Когда же свет возобладал на тьмой и солнце осветило своими лучами просыпающийся город, я вылетел из квартиры, направившись вперёд, по разрушенным улицам. Внутри меня закрепилась уверенность в том, что сегодня мне наконец-то удастся обуздать бурю чувств и эмоций, поставить точку на хаосе, царившем у меня в душе, и двигаться дальше, зализывая раны. Для этого я должен был исполнить последнюю волю своих падших товарищей.
На центральной улице не было ни души. По пути мне встретился лишь один армейский блокпост, на котором мне пришлось предъявить документы, да пройти быстрый осмотр. По окончанию сего мероприятия я свернул во дворы. Во дворах, где было не встретить ни одного живого человека, меня постигало ощущение того, что город вымер, однако это было недалеко от истины.
От миллиона человек, живших в городе до войны, в Кишинёве осталось чуть больше двухсот тысяч. Дома опустели, на улицах более не было такого количества людей, как раньше. За последние несколько дней в городе стало по-настоящему тихо - стих гул моторов. На дорогах почти не было машин, редко ходил общественный транспорт. И тем не менее, город продолжал жить. Через час на улицах вновь появятся строительные бригады, разбирающие завалы и восстанавливающие то, что ещё можно восстановить. Примерно тогда же люди выйдут на улицы, дабы направиться по своим делам: кто на работу, кто за гуманитарной помощью, а кто-то и в тренировочные лагеря.

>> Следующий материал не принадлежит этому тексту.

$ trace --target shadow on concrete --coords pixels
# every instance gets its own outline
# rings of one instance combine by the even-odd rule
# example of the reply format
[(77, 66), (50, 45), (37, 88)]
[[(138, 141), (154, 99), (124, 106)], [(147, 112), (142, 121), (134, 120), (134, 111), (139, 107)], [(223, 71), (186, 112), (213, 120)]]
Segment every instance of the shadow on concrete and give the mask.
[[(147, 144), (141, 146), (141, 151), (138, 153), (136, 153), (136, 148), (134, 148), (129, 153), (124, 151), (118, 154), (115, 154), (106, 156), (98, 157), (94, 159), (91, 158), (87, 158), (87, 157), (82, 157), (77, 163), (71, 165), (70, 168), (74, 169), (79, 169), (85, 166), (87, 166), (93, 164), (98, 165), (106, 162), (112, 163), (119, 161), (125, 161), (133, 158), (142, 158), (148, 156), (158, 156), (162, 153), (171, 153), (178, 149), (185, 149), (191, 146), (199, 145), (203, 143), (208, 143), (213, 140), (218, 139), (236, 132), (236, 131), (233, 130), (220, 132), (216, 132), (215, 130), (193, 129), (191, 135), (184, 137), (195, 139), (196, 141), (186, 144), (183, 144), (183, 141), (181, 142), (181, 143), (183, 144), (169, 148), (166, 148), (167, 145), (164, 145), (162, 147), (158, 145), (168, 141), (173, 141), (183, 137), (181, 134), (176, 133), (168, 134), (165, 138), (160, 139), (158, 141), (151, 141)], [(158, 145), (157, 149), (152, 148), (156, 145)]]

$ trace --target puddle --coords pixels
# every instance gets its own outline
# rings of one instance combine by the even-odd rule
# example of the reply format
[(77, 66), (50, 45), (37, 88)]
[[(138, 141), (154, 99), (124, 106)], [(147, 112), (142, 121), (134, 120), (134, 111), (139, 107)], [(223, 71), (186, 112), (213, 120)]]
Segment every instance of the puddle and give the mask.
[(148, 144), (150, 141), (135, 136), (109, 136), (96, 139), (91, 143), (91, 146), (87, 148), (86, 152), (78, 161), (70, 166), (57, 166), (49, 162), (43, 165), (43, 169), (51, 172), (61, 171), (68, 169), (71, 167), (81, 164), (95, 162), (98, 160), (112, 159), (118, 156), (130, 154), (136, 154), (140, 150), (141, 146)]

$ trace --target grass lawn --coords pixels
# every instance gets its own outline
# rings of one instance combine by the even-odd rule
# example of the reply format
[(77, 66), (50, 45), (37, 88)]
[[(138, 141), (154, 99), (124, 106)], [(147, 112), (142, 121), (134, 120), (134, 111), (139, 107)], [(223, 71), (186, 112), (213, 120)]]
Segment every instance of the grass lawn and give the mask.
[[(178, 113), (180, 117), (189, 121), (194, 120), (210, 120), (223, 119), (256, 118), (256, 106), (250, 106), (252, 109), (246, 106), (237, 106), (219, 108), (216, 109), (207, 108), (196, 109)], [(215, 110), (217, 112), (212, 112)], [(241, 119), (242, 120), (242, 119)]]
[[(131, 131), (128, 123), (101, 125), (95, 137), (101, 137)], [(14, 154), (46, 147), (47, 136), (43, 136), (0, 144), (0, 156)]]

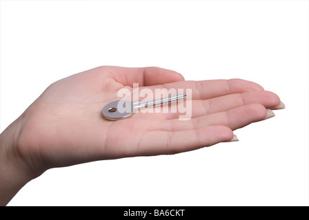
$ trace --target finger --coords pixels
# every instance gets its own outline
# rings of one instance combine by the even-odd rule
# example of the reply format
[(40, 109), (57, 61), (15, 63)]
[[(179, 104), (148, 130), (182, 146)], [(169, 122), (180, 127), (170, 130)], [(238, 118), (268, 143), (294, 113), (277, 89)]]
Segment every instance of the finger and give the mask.
[(226, 126), (215, 126), (181, 131), (150, 131), (143, 135), (134, 155), (173, 154), (209, 146), (233, 138)]
[(110, 76), (125, 86), (139, 87), (161, 85), (184, 80), (183, 76), (177, 72), (156, 67), (128, 68), (121, 67), (105, 67)]
[(206, 100), (192, 100), (192, 117), (228, 111), (250, 104), (260, 104), (269, 109), (279, 104), (280, 98), (271, 91), (263, 91), (230, 94)]
[(162, 96), (169, 93), (192, 93), (192, 100), (205, 100), (250, 91), (263, 91), (259, 85), (241, 79), (180, 81), (147, 88), (150, 89), (154, 94), (157, 94), (156, 89), (161, 89)]
[[(190, 106), (191, 103), (191, 106)], [(200, 117), (217, 112), (228, 111), (241, 106), (250, 104), (260, 104), (267, 109), (271, 109), (281, 103), (280, 98), (275, 94), (268, 91), (254, 91), (241, 94), (230, 94), (208, 100), (193, 100), (190, 102), (183, 104), (184, 107), (178, 106), (177, 109), (186, 111), (187, 116), (192, 118)], [(167, 112), (168, 111), (166, 111)], [(174, 111), (175, 112), (175, 111)], [(172, 113), (165, 114), (166, 119), (177, 118), (183, 113)]]
[(266, 109), (263, 105), (252, 104), (186, 121), (178, 119), (166, 120), (161, 129), (163, 131), (172, 131), (221, 125), (235, 130), (264, 120), (266, 114)]

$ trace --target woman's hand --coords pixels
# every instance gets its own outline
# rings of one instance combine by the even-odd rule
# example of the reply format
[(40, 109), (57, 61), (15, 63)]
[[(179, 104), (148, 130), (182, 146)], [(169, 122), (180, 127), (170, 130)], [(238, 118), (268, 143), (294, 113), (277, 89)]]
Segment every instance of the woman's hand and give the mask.
[[(132, 91), (135, 82), (139, 90), (192, 89), (192, 118), (179, 120), (183, 113), (161, 111), (106, 120), (105, 104), (119, 99), (119, 89)], [(233, 130), (265, 119), (266, 109), (281, 108), (281, 103), (255, 82), (185, 81), (181, 74), (158, 67), (100, 67), (69, 76), (48, 87), (0, 135), (0, 204), (52, 167), (176, 153), (229, 141)], [(8, 178), (19, 176), (23, 181), (16, 190), (3, 192), (12, 191)]]

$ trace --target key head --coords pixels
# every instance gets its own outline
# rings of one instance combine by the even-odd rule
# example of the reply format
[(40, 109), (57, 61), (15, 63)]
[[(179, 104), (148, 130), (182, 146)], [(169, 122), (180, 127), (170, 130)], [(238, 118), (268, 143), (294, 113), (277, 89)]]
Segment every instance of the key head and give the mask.
[(104, 117), (110, 120), (127, 118), (134, 113), (133, 103), (129, 100), (116, 100), (107, 104), (102, 110)]

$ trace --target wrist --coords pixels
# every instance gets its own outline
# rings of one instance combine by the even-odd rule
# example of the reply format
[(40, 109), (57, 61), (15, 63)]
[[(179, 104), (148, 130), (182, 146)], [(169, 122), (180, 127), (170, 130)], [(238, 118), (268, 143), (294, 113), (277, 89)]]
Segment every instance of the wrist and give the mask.
[(39, 175), (18, 153), (20, 124), (17, 119), (0, 134), (0, 206), (6, 205), (24, 185)]

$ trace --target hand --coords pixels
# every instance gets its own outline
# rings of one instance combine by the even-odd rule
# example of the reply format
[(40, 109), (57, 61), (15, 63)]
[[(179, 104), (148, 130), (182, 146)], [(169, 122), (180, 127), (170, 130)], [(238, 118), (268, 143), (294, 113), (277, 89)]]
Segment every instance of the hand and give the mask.
[[(104, 105), (119, 99), (120, 89), (132, 91), (134, 82), (140, 89), (192, 89), (192, 118), (138, 113), (105, 119)], [(100, 67), (52, 84), (3, 131), (1, 166), (23, 170), (29, 181), (52, 167), (191, 151), (232, 140), (232, 130), (265, 119), (266, 109), (280, 103), (276, 94), (243, 80), (184, 81), (158, 67)]]

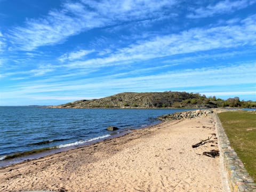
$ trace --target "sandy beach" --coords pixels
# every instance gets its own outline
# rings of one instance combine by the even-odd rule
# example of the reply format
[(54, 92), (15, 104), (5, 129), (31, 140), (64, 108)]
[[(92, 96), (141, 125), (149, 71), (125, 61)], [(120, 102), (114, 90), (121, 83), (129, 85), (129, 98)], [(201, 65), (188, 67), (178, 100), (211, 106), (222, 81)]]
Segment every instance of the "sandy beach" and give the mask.
[(118, 138), (0, 169), (0, 191), (221, 191), (211, 115), (162, 122)]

Наконец, мои бесконечные плутания по дворам подошли к концу, и я остановился у серой девятиэтажки, что была похожа на сотни тех, коими был устроен весь город. Раньше здесь жил Вадик. Дверь нужного мне подъезда оказалась распахнута, и я беспрепятственно вошёл внутрь, вглубь тёмной парадной. Штукатурка осыпалась со стен, виднелись вмятины от пуль. Похоже, нога захватчиков ступала по ступенькам и покрытиям этого дома.
Минуя лестничные пролёты, я поднимался на пятый этаж. Я чувствовал, как дышал смертью этот дом. Чувствовал, что жизнь покинула его во время тех страшных событий. И наконец, заветная тяжёлая деревянная дверь. Замок был прострелен. Я легонько толкнул дверь и проплыл внутрь.
В тесной двухкомнатной квартире царил самый настоящий беспорядок. На полу засохла грязь, вся мебель была перевёрнута, шкафы были распахнуты. И ни единой живой души.
Я несколько минут бродил по квартире, силясь понять, что же здесь произошло. Вдруг, я услышал шорох, донёсшийся со стороны входной двери. Я вышел в коридор, и увидал в проходе невысокую худую девочку, бывшую, по-видимому, ровесницей Евы.
– Вы кто?
– с подозрением и даже опаской спросила темноволосая девочка, похлопав зелёными глазами.